Le travail de Bogaert a été extrêmement bien perçu par la communauté asexuelle mondiale, dont beaucoup voient le professeur comme un champion défendant leur cause. Il a aussi probablement joué un rôle dans l’évolution des mentalités dans les milieux universitaires et médicaux. Par exemple, l’édition de l’année dernière du Manuel diagnostique et statistique des troubles mentaux a différencié l’asexualité des troubles sexuels pour la première fois.

Amy de Vos, 21 ans, une photographe basée à Kitchener, a été identifié comme asexuelle depuis l’âge de 16 ans. Elle décrit que bien que la prise de conscience sur l’asexualité augmente, elle se heurte encore à de nombreuses incompréhensions.

«’Vous n’avez tout simplement pas trouvé la bonne personne’- c’est probablement l’une des réponses les plus fréquentes que j’ai entendues», a-t-elle déclaré.

«On me dit ce genre de choses: ‘vous ne savez pas qui vous êtes’. Je suis consciente de moi-même, je n’aime pas qu’on me dise ça.»

De Vos coordonne des rendez-vous avec d’autres asexuels de sa région, habituellement des groupes de 10-12, mais elle explique qu’il n’est pas facile de rencontrer d’autres personnes comme elle. De Vos ne veut pas d’enfants et bien qu’ayant l’espoir de se marier un jour elle prévoit de rester célibataire.

«Parfois, on ne souhaiterait ne pas être comme ça [asexuel], de sorte qu’on puisse trouver plus de gens comme nous.»

Mais il y a un côté positif à l’asexualité, ajouta-t-elle – mettant l’accent sur le caractère et la compatibilité d’une personne au moment de choisir un partenaire par opposition à l’attraction animale.

«Personnellement, je pense que c’est plus sain de se concentrer sur les aspects romantiques et sur la personnalité de quelqu’un, plutôt que sur la luxure», confia-t-elle, ajoutant qu’elle trouve l’obsession moderne pour le sexe «déconcertante».

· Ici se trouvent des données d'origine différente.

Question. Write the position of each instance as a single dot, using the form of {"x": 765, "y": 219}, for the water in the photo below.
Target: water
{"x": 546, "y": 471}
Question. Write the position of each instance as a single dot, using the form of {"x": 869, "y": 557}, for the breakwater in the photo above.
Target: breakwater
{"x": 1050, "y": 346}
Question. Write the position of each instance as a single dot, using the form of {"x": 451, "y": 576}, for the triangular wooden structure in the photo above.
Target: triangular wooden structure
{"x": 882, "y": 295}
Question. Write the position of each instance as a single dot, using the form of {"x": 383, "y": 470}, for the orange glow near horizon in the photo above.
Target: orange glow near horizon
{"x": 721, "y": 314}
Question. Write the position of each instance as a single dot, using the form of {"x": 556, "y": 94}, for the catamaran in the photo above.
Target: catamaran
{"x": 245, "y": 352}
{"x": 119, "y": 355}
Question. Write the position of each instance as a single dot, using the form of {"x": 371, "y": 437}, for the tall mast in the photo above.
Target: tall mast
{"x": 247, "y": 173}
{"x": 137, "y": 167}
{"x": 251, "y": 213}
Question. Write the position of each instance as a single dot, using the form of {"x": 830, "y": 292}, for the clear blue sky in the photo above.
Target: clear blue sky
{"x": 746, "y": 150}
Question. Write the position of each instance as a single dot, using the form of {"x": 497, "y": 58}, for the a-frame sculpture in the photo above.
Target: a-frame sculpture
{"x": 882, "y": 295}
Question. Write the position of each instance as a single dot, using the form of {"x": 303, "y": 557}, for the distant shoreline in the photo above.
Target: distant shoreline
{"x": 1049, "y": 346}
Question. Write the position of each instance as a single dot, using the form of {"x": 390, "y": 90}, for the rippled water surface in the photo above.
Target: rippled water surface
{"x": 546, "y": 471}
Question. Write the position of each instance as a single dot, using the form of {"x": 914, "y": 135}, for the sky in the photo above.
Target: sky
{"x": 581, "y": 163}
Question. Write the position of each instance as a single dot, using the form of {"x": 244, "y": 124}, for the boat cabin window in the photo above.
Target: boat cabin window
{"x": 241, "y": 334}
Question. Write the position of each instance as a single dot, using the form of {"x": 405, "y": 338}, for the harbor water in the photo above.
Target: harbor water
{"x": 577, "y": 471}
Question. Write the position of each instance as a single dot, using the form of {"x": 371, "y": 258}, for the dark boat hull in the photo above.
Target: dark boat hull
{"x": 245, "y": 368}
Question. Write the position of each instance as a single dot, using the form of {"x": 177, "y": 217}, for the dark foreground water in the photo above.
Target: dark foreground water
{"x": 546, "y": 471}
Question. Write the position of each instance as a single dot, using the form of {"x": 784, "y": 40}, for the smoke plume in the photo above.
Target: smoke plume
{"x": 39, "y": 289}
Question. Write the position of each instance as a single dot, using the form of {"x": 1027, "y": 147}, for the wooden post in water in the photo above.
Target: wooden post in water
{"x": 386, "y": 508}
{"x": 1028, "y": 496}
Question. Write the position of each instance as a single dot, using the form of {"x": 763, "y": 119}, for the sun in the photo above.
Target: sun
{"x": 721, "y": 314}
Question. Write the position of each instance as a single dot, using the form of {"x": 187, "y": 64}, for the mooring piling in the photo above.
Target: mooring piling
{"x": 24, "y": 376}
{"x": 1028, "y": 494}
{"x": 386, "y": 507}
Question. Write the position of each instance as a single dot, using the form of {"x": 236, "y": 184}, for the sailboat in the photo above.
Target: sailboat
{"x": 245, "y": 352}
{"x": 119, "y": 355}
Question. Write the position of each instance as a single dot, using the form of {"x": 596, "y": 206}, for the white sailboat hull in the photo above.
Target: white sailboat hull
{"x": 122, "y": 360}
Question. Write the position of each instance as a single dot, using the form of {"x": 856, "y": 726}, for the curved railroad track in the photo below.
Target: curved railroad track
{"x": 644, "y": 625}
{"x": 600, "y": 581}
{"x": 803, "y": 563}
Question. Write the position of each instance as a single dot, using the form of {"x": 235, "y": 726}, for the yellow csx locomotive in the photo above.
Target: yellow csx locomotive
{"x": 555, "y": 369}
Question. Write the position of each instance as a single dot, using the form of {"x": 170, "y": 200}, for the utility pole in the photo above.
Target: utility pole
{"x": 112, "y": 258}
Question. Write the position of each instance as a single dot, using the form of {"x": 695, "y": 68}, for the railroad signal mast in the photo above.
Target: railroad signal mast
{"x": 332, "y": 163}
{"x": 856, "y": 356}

«Surtout si quelqu’un n’est pas branché sexe, il y a beaucoup de pression sur ses actions.»

Selon l’Asexual Visibility and Education Network (AVEN), le principal portail en ligne pour la communauté asexuelle mondiale, il y a un large éventail de type de relations entre les asexuels: beaucoup profitent de relations romantiques, d’autres sont satisfaits d’amitiés très proches, et certains sont très heureux seuls.

Il est écrit sur le site internet: «Comprendre comment flirter, être intime, ou être monogame dans des relations non sexuelles peut être difficile, mais sans attente sexuelle, nous pouvons établir des relations d’une manière qui sont ancrées dans nos besoins et désirs individuels.»

Comme l’attention portée à l’asexualité a cru au cours des dernières années, la communauté semble être en pleine expansion. Plusieurs sites de rencontres pour les asexuels ont surgi, et un documentaire qui étudie l’asexualité est actuellement disponible sur Netflix.

L’un des plus grands rassemblements pour les asexuels se tiendra à Toronto le 28 Juin lors de la WorldPride Conférence sur l’asexualité 2014, mettant en vedette des visiteurs internationaux, y compris les fondateurs d’AVEN.

Cette événement est important, a déclaré Bogaert, car plus l’asexualité rentre dans les consciences du courant principal de la société,  plus les asexuels pourront «s’affirmer» et seront en mesure de s’identifier eux-mêmes et ainsi éviter une crise d’identité.

«Si vous n’avez pas d’étiquette pour vous-même et vous ne savez pas ce que c’est, vous ne pouvez pas vraiment vous «affirmer», pour ainsi dire, faire partie d’une minorité et être pris en compte»,  ajouta-t-il.

«Si vous n’avez pas d’étiquette pour cela, les gens suppose simplement qu’ils font partie d’un autre groupe.»